Pendant le pillage des stocks, Anton Grigola, un jeune garçon, est tué par la baïonnette d'un soldat : sans l'intervention du médecin militaire Regala calmant la foule et les troupes descendues d'El Fortim (la forteresse dominant la ville), Mindelo aurait pu connaître un véritable bain de sang (la ville a rendu hommage à ce colonel en lui dédiant une place, place à partir de laquelle commence d'ailleurs l'avenue Ambrosio qui emmène vers Ribeira Bote).

Finalement, au coucher du soleil, la population rentre dans les quartiers en emportant avec elle tout ce qu'elle a pu trouver dans les dépôts: farine, patates, saindoux, haricots, sucres, épices. L'histoire veut que le leader de l'insurrection rentre chez lui les poches et les mains vides: ses voisins lui offrent alors du poivre, qu'il revendra aussitôt pour s'acheter un peu de viande.

Mais quelques jours plus tard, le gouverneur de la province fera arrêter les leaders de ces émeutes de la faim, et Ambrosio sera envoyé en Angola. Rentré à une date inconnue, il mourra à Mindelo en 1946, son nom restant à jamais associé à la "révolution d'Ambrosio", l'une des rares émeutes de la faim de l'histoire du Cap-Vert, qui a pourtant connu d'innombrables famines.

Ce n'est que bien des années plus tard que le juge et poète Gabriel Mariano lui dédiera un poème en lui donnant le nom de "Capitão Ambrosio". Poème mis en musique après la Révolution des Oeillets par le chanteur portugais Julio Pereira.
Un autre poème sera consacré à Ambrosio par Corsino Fortes en 1986, dans son recueil Arvore et Tambour.
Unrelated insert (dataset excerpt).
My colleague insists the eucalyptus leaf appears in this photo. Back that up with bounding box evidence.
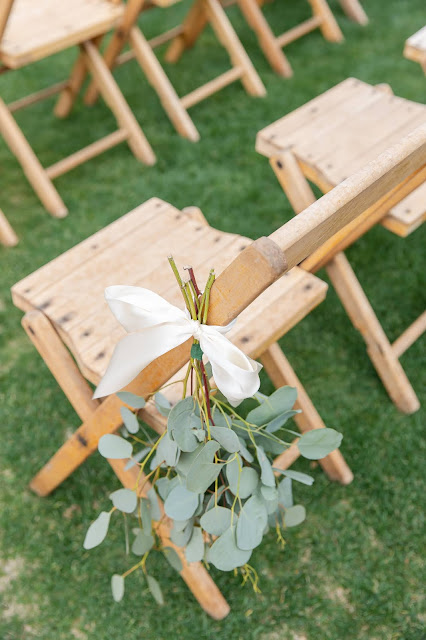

En 1963, alors que la lutte pour l'indépendance du Cap-Vert ne fait que commencer, le PAIGC édite un disque reprenant une série de poésies capverdiennes, dont celle de Mariano.

Plus tard, le peintre Manuel Figueira couchera sur papier et sur la toile l'acte héroïque du petit menuisier, en reprenant la symbolique du drapeau noir. Membre et fondateur de la coopérative Resistência créée juste après l'indépendance, il s'attachera à valoriser les arts traditionnels capverdiens et fera par exemple un travail de recherche sur le tissage: entre autres réalisations, une tapisserie rendra hommage au capitaine Ambrosio.